Question Regarding Bleeding After Front Brake Service (1 Viewer)

Joined
Dec 11, 2012
Messages
83
While performing the birf seal service on my '92 80, I noticed the pads and caliper hoses on my front end needed replacement. With that done, I now need to bleed my brakes. I'm left with a quick question that isn't quite answered by the search function. Can I simply bleed the front calipers or is it necessary to do all four corners?
 
Joined
Jul 11, 2013
Messages
444
It woudn't hurt to flush all nasty fluid. Don't overstroke master cylinder, you'll kill it. (All but 1/2 inch of cylinder bore is like sand paper.)
 
Joined
Dec 11, 2012
Messages
83
It woudn't hurt to flush all nasty fluid.
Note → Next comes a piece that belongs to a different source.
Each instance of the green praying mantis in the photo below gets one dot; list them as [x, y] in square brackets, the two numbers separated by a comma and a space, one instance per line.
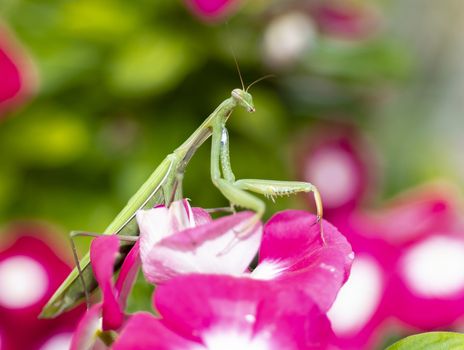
[164, 186]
Don't overstroke master cylinder, you'll kill it. (All but 1/2 inch of cylinder bore is like sand paper.)
I'm not familiar with the term of overstroking the master cylinder. I'm pretty sure I could take a guess at what you mean, but if you can clarify for me, that'd be great. :)

Thanks for the input, everyone. Based on what you folks are saying, it must not be a dual circuit brake system, which is what necessitates bleeding the whole system in this case?
 
Joined
Jul 11, 2013
Messages
444
In normal operation pistons and seals inside master cylinder only move 1/2 inch. The remander of bore gets rusty. Get a pressure bleeder and you won't have to worry.
 
Joined
Dec 11, 2012
Messages
83
In normal operation pistons and seals inside master cylinder only move 1/2 inch. The remander of bore gets rusty. Get a pressure bleeder and you won't have to worry.
If I'm unable to locate a pressure bleeder, I'll need to be aware of the limitations. I can get some sort of object or piece of wood to limit pedal travel for pumping, but does anyone here know how far pedal travel needs to be limited to in order to avoid overstroking? Can my assistant use a series of short pedal applications to avoid this?